Gordion’un obje konservasyonu Jessica Johnson ve Cricket Harbeck’in gözetiminde, Jessica Abel, H. İbrahim Dural, ve Emre Uzundağ’ın asistanlığında gerçekleştirildi. Konservasyon çalışmalarının yaklaşık üçte biri, iç megaronlarından birinden çıkarılan 33 adet çakıl taşı içeren mozaik panelinin (Megaron 2, yakl. MÖ 825; Şek. 6) bakımına ayrılmıştı. Bu eser bugüne kadar açığa çıkarılmış en erken çakıl taşı mozaik tabandır ve muhtemelen bitişiğindeki Teras Bina Kompleksi’nde üretitilmiş olan tekstilleri taklit eden bir dizi, çok renkli geometrik desen barındırır. Anladığımız kadarıyla bu tür son derece dekoratif tabanlar Gordion’da dokuzuncu yüzyılın ikinci yarısında icat edilmiş; ardından, yaklaşık bir yüzyıl sonra, Midas’ın hükümdarlığı sırasında Asur kontrolündeki bölgelere yayılmıştı.
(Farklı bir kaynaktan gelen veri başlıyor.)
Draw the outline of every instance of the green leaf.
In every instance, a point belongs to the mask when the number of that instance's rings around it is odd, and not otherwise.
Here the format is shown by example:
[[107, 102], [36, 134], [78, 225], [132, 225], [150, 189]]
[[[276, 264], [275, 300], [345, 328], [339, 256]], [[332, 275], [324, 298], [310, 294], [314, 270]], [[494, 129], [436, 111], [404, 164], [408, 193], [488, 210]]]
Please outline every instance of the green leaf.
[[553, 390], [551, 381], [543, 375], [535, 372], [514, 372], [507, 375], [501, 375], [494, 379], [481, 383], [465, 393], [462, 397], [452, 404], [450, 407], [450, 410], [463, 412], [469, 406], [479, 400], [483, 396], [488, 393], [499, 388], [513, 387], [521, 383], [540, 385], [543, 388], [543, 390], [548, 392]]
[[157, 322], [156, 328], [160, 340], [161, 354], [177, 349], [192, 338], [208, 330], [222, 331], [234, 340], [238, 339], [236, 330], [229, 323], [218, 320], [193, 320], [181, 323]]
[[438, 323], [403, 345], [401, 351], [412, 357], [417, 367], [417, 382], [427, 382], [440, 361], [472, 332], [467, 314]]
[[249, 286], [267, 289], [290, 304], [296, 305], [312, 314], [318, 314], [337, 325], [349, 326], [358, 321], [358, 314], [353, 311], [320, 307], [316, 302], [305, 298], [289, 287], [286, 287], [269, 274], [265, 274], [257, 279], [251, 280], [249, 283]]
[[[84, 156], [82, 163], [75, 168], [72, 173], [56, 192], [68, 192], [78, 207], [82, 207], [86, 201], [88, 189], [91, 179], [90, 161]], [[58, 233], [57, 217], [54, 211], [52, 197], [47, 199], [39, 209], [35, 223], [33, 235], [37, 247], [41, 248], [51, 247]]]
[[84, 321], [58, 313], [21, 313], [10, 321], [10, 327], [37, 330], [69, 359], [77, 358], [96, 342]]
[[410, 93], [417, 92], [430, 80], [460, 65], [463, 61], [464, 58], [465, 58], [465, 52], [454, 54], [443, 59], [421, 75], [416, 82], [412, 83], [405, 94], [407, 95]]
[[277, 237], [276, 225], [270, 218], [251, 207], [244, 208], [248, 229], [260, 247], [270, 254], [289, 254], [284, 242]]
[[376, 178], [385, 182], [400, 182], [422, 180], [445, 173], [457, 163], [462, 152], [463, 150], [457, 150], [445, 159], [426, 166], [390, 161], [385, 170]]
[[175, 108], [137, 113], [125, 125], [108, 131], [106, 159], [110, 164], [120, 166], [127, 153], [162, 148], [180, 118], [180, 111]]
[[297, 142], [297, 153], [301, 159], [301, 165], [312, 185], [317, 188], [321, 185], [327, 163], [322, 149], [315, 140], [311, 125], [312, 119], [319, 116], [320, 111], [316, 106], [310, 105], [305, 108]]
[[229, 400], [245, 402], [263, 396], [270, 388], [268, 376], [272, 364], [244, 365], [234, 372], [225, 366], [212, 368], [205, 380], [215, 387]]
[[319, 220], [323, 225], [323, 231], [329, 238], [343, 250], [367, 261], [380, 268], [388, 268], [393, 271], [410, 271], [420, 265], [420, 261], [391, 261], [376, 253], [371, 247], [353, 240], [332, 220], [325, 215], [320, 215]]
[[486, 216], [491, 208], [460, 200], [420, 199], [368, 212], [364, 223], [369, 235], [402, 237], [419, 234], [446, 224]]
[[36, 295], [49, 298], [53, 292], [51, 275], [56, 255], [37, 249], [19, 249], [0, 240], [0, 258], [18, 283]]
Mozaiğin en iyi korunmuş kısımları kazıdan yedi yıl sonra orijinal tabandan kesilmişti. Ardından betonarme demiri ile betona yerleştirilmiş, en sonunda da 1983’te Gordion Müzesinde sergilenmişti. Bir eserin bu şekilde muamele görmesinden günümüz konservatörleri hoşlanmaz. Bunun için panellerin korunduğundan emin olmanın tek yolu yeni stratejiler geliştirmeyi gerektirdi.

Penn Mimari Konservasyon Laboratuvarı ekibinin 2010’da yaptığı durum değerlendirmesinin ardından mozaiğin üzerinde çalışmalar sürekli devam etti. 2018 sezonunun ana hedefleri, gevşek çakıl taşlarını yeniden birleştirmek ve taşan harcın, alçıların ve genel kirlenmenin temizlenmesiyle mozaik desenlerin görünüşünü iyileştirmekti. Bu çalışmada yüzeydeki kirler beton ince keski, bistur, ve dişçi aletleri kullanılarak kaldırıldı, kireçlenme fırçalanıp elektrik süpürgesiyle süpürüldükten sonra hassas bir şekilde sünger ve çeşme suyuyla yıkanarak giderildi. Bu sezon, konservasyon ekibi on paneli tamamlayıp altı panel üzerinde da ön çalışma yaptı. Elisa Del Bono ve Angelo Lanza’nın yardımıyla reçine/kum karışımından yeni bir harç geliştirmeye başladık. Bu çalışmanın iki yıl devam etmesi bekleniyor. Ardından mozaik, Gordion’da gelecek birkaç yıl içinde önemli ölçüde genişletilecek olan sit alanında bulunan Gordion müzesine yerleştirilecek.